Workers can also share their availability to take on new projects or coach new staff members, or even whether they’re willing to relocate. It’s all about arming businesses with the data to get the most out of their existing workforce before looking externally, with the engine that automates the connections powered by AI techniques such as natural language processing (NLP).

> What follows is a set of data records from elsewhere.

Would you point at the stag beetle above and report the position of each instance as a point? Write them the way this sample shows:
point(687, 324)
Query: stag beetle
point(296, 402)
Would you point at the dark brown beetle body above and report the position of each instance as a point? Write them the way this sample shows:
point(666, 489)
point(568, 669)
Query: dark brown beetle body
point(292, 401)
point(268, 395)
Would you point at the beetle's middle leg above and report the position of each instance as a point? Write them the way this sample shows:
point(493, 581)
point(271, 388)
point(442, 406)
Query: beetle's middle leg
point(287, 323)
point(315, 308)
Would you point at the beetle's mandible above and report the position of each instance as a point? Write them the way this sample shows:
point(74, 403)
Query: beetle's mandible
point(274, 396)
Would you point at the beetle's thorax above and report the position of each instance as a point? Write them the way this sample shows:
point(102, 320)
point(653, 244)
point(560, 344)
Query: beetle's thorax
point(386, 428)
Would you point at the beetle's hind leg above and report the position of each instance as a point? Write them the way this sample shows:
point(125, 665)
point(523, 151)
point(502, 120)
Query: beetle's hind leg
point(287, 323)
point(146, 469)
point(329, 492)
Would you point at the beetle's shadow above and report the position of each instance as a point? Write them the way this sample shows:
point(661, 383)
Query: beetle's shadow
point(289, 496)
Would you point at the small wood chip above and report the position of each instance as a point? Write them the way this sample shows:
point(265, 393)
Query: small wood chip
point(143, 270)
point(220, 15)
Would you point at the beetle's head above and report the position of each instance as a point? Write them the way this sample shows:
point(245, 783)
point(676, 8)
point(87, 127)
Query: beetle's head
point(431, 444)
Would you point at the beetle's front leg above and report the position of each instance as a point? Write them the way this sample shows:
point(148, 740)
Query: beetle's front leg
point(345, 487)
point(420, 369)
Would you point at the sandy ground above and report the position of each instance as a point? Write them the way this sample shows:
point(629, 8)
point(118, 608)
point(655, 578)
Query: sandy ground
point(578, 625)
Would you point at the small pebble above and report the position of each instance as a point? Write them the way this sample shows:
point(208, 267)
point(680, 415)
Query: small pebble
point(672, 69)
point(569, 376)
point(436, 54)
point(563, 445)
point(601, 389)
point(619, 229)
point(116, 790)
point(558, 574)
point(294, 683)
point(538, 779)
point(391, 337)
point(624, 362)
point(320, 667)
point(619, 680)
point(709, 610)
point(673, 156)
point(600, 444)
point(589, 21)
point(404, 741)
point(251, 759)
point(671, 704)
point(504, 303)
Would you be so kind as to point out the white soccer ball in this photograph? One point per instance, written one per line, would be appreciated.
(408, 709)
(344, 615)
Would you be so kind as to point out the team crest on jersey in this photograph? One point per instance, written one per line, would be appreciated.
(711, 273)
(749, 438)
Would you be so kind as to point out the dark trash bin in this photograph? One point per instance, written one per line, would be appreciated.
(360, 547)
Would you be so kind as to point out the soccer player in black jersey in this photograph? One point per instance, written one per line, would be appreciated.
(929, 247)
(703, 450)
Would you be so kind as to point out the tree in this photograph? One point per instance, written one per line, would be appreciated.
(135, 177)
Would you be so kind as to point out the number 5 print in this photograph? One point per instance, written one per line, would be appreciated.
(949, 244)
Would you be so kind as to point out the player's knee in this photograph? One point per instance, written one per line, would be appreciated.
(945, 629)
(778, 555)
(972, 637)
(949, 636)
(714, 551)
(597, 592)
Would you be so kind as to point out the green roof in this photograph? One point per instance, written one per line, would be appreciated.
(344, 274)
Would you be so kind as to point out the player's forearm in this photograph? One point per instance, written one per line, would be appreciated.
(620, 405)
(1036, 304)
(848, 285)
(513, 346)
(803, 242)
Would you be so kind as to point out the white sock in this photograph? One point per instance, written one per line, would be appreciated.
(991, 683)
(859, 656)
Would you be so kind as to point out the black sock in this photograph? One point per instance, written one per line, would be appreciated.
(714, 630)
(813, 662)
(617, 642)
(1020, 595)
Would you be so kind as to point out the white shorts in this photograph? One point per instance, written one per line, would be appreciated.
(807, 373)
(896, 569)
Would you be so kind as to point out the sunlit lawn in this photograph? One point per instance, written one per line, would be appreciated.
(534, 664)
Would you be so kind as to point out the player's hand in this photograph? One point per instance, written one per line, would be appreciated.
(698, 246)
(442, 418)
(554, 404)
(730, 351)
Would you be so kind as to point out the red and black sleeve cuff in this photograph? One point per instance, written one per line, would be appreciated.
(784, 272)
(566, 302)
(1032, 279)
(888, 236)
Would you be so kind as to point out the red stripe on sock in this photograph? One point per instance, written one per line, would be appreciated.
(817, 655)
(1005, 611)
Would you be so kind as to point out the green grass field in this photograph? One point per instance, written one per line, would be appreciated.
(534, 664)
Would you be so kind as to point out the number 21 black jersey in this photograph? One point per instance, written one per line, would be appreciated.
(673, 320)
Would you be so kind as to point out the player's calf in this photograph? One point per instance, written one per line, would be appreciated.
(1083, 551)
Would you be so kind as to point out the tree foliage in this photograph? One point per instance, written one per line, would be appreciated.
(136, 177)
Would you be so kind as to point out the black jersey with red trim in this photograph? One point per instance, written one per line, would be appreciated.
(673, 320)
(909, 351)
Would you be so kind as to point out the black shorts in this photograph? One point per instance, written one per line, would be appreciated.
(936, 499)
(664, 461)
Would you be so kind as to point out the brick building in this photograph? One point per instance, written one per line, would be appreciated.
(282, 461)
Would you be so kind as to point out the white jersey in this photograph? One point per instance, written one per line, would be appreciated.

“From the managers’ side, the skills and capabilities they enter as prerequisites for roles, gigs, and projects are also captured,” Reuveni explained. “Gloat’s AI learns the unique associations between titles, roles, and skills that exist inside of a company. So we get a deep understanding of the work itself and how job titles and roles can actually be broken down to the task and skill level.”

Progression

Gloat had previously raised around $35 million, and with another $57 million from backers including Accel, Intel Capital, Eight Roads, Magma Venture Partners, and PICO Partners, the New York-based company is well-positioned to capitalize on recent growth, which it says has seen its customer base grow fourfold over the past year.

“COVID’s proven to everyone that moving talent around to increased areas of demand, in real time, can truly make or break an organization,” Reuveni said. “But even without an international pandemic, increased digitization and disruption more or less guarantee that the reality businesses at any scale operate in today is fluid and unpredictable. For employees, that very same increase in fluidity promises a steady, unending supply of growth opportunities, which ensure they’ll stay interested and engaged. The company ceases to be a career stepping-stone and becomes the arena for their career progression.”